Why is the church necessary?
When a person makes a commitment to follow Jesus Christ, that person becomes part of the grand family of God, namely, the church. We believe that the best, most holistic spiritual growth happens in the context of Christian community. Christian discipleship is not unlike any journey you will take in life – it best undertaken and enjoyed with the companionship of others. By including others in your spiritual journey, you can learn from the insight and experience of others, widen your beliefs through those whose perceptions differ from yours, and be challenged to advance fruitfully and efficiently in every area of growth.
But the benefit of being a part of the church is not simply for you. We firmly believe that the local church is the greatest and best hope for the entire world. The Spirit of God has called and empowered the church to meet the very real needs of a broken, hurting world. We are uniquely equipped to meet the spiritual, physical, emotional, and relational needs of all creation – only through the efforts, commitment, and joyful obedience of people like you. We are the church – together! And together – through God’s grace – we can transform the world!

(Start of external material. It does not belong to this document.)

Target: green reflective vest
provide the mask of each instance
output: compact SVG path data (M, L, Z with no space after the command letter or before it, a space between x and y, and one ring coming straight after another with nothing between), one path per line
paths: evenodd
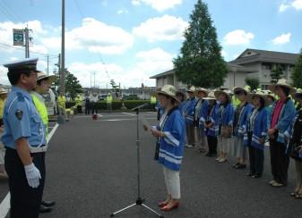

It may be possible that your experience with churches in the past has been hurtful, boring, or futile. You may have a bias against religious institutions and would prefer to have a more privatized, isolated spiritual life. We want you to know that this church is full of people who have rediscovered the value of Christian community and are living a life they never dreamed they could live – discovering their purpose in life and being used by God to transform the world just like Christ transformed them. It is an altogether exciting adventure that can only be experienced through Christian community!
Is it okay to doubt? Do I have to have everything figured out?
No, you don’t have to have everything figured out! We discourage people from coming to church “shifting their mind into neutral when they shift their cars into park.” We believe that reason and intellect are gifts from God to explore the world around us, investigate the mysteries of the faith, and deal with the complicated issues of our time.
In fact, reason is one of the essential resources we use in interpreting the Scriptures (along with our personal experience and the traditions of the church). It was mandated by Jesus, who said, “’You shall love the Lord your God with all your heart, and with all your soul, and with all your mind.”
At times, reason brings us greater clarity about the complexities of the faith. At other times, doubts emerge that threaten to cloud our ability to believe. Either way, the use of reason is helpful in moving us along a lifelong journey of spiritual discovery.
Around here, we talk a lot about faith as a journey. We don’t believe that you have to come here as a finished product, having achieved the goal of a perfected ability to understand fully all that there is about Christianity. You may be quite surprised to know that even many long-time Christians struggle with serious matters of faith and doubt. But the bottom line is, we are all in this together. We pray together, worship together, wrestle together, and serve together, knowing that in the end the best and finest answers to our deepest questions will come in the context of shared community.
Is it okay to doubt? You bet! Will you ever have it all figured out? Maybe not. But including us in your journey and being part of a community give you the best chance at overcoming any uncertainties.